Greenlaw did not go into detail about what happens in the 19th season, but added she is “honored and excited” to be on the show.
Greenlaw became well known 30 years ago after being written about in “The Perfect Storm,” a nonfiction book by Sebastian Junger about a powerful Nor’easter storm that sank the swordfishing boat Andrea Gail in 1991. Greenlaw, who was portrayed onscreen in a subsequent film adaptation of the book, was captaining another swordfish boat and was the last person to have contact with Andrea Gail’s crew.
Since then, Greenlaw herself has penned 11 books — cookbooks, mysteries, and nonfiction books about her fishing experiences — and was featured on three seasons of the Discovery swordfishing show “Swords: Life on the Line.” She also fishes for lobster, grows oysters, and has a charter tour boat business.
Greenlaw is not the first Mainer to appear on “Deadliest Catch.” Jon McDaniel of Gorham worked as a deckhand on the vessel Time Bandit during Season 11, while Manchester native Crosby Leveen appeared for a few seasons as a deckhand on Wizard.

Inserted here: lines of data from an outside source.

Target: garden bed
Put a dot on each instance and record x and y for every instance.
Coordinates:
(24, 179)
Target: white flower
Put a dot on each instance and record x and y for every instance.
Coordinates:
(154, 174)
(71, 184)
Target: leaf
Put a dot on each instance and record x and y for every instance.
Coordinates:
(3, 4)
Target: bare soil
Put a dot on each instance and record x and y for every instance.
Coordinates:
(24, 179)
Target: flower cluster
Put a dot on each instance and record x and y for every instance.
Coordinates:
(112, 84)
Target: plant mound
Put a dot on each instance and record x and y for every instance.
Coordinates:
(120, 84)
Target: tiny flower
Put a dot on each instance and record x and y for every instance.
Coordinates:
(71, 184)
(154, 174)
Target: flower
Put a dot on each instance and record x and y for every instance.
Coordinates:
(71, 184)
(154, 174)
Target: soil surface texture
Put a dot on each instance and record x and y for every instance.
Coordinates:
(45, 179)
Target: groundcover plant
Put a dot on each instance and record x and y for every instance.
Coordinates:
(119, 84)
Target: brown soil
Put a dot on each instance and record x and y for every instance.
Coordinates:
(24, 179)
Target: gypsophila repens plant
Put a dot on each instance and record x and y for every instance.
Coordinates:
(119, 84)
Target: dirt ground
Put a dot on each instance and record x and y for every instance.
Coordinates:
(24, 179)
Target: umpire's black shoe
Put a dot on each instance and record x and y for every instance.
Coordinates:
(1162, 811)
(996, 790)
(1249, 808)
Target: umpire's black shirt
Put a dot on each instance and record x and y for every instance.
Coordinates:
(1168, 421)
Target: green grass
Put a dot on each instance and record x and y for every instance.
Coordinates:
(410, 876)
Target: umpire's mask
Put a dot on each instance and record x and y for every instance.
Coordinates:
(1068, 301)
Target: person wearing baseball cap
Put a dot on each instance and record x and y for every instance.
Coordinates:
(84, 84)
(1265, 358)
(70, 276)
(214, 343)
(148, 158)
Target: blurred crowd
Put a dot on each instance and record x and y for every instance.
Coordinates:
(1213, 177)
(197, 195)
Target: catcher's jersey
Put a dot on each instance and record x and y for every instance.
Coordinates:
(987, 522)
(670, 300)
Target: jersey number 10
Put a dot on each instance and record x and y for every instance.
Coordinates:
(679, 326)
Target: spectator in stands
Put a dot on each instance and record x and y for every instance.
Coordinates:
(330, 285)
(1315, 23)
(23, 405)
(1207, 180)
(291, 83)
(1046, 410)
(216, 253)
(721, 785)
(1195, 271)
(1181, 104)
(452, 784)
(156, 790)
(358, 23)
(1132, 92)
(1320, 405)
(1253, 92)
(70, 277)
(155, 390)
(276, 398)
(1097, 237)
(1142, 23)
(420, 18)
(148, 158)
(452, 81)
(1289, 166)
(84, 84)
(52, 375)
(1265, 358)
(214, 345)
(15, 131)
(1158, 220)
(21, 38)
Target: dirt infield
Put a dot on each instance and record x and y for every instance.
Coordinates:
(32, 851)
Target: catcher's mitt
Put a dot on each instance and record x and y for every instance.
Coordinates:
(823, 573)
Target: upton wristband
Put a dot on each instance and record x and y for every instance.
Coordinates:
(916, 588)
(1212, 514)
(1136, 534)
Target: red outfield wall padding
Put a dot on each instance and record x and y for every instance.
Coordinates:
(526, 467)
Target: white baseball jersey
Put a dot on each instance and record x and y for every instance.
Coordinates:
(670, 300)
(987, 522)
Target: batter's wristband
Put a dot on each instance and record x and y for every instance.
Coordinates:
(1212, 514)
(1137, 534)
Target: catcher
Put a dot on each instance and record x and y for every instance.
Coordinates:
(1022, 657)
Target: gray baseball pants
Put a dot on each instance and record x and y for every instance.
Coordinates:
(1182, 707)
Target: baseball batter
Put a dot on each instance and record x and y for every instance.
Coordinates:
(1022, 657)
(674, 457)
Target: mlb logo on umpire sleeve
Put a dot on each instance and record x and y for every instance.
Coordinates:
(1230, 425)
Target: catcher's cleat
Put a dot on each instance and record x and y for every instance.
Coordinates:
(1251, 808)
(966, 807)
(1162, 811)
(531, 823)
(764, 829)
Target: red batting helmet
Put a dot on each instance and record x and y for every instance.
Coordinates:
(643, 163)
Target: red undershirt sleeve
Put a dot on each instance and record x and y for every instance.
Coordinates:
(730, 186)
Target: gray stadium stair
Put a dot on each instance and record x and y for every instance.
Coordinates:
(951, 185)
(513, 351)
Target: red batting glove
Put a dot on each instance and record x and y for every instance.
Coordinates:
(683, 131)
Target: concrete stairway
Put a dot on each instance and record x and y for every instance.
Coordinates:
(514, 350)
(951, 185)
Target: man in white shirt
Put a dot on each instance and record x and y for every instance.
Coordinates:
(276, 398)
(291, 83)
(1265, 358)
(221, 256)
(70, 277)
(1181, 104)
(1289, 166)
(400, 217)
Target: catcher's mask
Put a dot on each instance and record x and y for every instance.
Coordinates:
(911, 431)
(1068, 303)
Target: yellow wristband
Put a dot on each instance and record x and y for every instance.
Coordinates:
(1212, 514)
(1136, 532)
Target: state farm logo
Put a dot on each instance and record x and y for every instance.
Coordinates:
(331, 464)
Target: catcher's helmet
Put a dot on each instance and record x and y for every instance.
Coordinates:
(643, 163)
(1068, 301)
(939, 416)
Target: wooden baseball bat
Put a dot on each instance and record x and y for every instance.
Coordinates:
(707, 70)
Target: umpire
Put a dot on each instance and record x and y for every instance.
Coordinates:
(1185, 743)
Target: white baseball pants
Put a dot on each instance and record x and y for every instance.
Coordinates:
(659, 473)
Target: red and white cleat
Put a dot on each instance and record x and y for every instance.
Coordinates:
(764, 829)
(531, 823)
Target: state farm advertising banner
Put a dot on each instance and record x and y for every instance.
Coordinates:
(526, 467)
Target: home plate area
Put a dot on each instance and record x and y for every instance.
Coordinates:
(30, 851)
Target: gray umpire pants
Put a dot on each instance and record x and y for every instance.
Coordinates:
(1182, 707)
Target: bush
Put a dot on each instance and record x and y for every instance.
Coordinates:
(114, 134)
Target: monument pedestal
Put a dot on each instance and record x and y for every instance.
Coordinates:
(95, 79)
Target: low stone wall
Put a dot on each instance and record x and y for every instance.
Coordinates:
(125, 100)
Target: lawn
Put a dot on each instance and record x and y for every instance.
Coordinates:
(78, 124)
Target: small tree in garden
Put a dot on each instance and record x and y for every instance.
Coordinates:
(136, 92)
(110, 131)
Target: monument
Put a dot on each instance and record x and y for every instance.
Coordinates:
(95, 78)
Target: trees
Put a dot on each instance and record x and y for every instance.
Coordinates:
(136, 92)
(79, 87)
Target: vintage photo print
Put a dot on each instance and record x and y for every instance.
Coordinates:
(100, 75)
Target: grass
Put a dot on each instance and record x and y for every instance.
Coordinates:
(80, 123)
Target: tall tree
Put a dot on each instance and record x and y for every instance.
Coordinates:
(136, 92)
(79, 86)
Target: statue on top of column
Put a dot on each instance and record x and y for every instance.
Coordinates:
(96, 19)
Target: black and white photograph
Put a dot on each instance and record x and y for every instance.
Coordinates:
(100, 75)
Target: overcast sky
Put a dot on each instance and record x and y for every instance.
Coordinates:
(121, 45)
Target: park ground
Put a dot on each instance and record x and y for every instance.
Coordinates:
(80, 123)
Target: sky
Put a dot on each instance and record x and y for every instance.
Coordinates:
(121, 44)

Details have not been released about to what extent Greenlaw is featured on the show. In what it says is an exclusive piece about the upcoming season, Entertainment Weekly mentions the Surry resident in only one sentence.
“East Coast legend Linda Greenlaw, the only female swordfishing captain and survivor of The Perfect Storm, sets her sights on America’s Last Frontier and brings more than 40 years of experience to Captain ‘Wild’ Bill Wichrowski’s F/V Summer Bay,” EW reported.
Wichrowski briefly chimed in on Facebook about the news that Greenlaw would be on the show as captain of his boat.
“Don’t let her size fool ya,” he posted below a heavily shared photo of him and Greenlaw standing on the deck of his boat. Greenlaw’s eyes are level with Wichrowski’s armpit in the photograph.